National Center for PTSD, VA Boston Healthcare System, Boston, MA, USA.
Department of Biostatistics, Boston University School of Public Health, Boston, MA, USA.
Epigenetics. 2022 Dec;17(13):2241-2258. doi: 10.1080/15592294.2022.2115600. Epub 2022 Sep 1.
Differentially methylated regions (DMRs) are genomic regions with specific methylation patterns across multiple loci that are associated with a phenotype. We examined the genome-wide false positive (GFP) rates of five widely used DMR methods: comb-p, Bumphunter, DMRcate, mCSEA and coMethDMR using both Illumina HumanMethylation450 (450 K) and MethylationEPIC (EPIC) data and simulated continuous and dichotomous null phenotypes (i.e., generated independently of methylation data). coMethDMR provided well-controlled GFP rates (~5%) except when analysing skewed continuous phenotypes. DMRcate generally had well-controlled GFP rates when applied to 450 K data except for the skewed continuous phenotype and EPIC data only for the normally distributed continuous phenotype. GFP rates for mCSEA were at least 0.096 and comb-p yielded GFP rates above 0.34. Bumphunter had high GFP rates of at least 0.35 across conditions, reaching as high as 0.95. Analysis of the performance of these methods in specific regions of the genome found that regions with higher correlation across loci had higher regional false positive rates on average across methods. Based on the false positive rates, coMethDMR is the most recommended analysis method, and DMRcate had acceptable performance when analysing 450 K data. However, as both could display higher levels of FPs for skewed continuous distributions, a normalizing transformation of skewed continuous phenotypes is suggested. This study highlights the importance of genome-wide simulations when evaluating the performance of DMR-analysis methods.

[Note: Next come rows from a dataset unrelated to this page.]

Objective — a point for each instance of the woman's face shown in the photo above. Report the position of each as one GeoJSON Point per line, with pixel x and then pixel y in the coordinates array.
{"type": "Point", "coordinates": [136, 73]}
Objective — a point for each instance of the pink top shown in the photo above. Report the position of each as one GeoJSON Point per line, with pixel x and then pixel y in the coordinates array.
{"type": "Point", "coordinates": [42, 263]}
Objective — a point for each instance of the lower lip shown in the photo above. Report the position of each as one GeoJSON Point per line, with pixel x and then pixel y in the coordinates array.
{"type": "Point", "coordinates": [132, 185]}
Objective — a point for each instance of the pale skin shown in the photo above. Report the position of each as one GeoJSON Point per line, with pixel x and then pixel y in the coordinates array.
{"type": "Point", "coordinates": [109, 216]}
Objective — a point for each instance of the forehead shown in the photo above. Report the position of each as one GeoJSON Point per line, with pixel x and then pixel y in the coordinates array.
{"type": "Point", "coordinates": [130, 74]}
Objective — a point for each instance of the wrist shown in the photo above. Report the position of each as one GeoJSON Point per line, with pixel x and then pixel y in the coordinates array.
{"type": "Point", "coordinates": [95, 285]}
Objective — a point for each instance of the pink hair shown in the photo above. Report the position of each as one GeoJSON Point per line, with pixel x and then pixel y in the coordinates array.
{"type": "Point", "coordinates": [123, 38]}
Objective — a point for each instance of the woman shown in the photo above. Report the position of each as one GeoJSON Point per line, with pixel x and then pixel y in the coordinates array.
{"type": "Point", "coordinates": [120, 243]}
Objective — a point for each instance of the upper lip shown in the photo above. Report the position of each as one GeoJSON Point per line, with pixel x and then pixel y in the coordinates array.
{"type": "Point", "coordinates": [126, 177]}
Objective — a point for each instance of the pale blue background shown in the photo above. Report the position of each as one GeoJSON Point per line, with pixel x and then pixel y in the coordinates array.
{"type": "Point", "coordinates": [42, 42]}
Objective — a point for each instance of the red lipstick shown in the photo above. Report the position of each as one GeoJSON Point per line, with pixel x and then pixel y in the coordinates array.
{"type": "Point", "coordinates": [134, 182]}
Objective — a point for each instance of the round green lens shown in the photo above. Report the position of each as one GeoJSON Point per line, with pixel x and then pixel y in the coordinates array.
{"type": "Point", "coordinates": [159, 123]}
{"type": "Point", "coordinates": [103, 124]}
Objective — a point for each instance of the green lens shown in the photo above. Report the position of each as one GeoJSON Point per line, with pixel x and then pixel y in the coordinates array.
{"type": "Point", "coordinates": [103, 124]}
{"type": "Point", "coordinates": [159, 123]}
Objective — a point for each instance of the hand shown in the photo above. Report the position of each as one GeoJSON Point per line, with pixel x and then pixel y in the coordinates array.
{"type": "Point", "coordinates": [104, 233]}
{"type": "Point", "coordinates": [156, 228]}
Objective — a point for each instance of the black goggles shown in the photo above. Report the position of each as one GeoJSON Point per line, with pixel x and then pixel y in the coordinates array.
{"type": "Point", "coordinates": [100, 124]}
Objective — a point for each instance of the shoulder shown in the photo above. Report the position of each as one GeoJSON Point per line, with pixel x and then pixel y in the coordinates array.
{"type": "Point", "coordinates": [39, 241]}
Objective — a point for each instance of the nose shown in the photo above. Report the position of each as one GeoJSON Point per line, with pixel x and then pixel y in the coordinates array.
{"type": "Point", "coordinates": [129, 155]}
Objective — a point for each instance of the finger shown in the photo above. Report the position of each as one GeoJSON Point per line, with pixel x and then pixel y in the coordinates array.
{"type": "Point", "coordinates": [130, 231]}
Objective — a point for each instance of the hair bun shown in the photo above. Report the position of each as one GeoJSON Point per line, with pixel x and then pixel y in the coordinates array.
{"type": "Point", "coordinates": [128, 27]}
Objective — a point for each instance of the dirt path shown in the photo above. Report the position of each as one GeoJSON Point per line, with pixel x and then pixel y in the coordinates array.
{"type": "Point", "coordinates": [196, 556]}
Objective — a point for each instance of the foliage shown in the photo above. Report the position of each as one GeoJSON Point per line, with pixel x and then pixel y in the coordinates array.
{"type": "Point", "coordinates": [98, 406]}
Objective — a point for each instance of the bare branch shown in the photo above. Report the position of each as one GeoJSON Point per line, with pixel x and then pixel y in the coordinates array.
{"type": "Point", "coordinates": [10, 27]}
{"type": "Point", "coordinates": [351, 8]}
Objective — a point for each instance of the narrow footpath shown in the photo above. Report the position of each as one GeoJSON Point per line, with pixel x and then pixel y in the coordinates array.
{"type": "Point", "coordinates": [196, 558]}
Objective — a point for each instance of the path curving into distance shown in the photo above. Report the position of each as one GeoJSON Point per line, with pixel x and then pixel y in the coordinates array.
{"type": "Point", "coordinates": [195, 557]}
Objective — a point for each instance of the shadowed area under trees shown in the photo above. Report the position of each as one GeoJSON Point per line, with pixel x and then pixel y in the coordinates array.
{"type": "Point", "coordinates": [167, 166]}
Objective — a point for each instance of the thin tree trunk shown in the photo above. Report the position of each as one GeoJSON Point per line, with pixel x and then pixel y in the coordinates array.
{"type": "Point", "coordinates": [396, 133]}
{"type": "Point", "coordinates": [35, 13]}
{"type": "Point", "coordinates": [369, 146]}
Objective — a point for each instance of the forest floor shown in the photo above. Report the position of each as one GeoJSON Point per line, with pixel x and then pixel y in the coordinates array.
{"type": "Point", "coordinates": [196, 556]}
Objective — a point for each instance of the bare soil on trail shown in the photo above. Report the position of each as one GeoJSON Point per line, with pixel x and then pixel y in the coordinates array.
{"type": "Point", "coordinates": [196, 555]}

差异甲基化区域 (DMR) 是指在多个基因座上具有特定甲基化模式的基因组区域,与表型相关。我们使用 Illumina HumanMethylation450(450K)和 MethylationEPIC(EPIC)数据以及模拟的连续和二分零假设表型(即,与甲基化数据独立生成),检查了五种广泛使用的 DMR 方法(comb-p、Bumphunter、DMRcate、mCSEA 和 coMethDMR)的全基因组假阳性 (GFP) 率。coMethDMR 提供了良好控制的 GFP 率(~5%),除了分析偏态连续表型时。DMRcate 通常在应用于 450K 数据时具有良好控制的 GFP 率,除了偏态连续表型和 EPIC 数据仅适用于正态分布连续表型外。mCSEA 的 GFP 率至少为 0.096,comb-p 的 GFP 率高于 0.34。Bumphunter 在所有条件下的 GFP 率至少为 0.35,最高可达 0.95。对这些方法在基因组特定区域的性能分析发现,在所有方法中,具有更高基因座相关性的区域的平均区域假阳性率更高。基于假阳性率,coMethDMR 是最推荐的分析方法,而 DMRcate 在分析 450K 数据时具有可接受的性能。然而,由于两者对于偏态连续分布都可能显示出更高水平的 FPs,因此建议对偏态连续表型进行归一化转换。本研究强调了在评估 DMR 分析方法性能时进行全基因组模拟的重要性。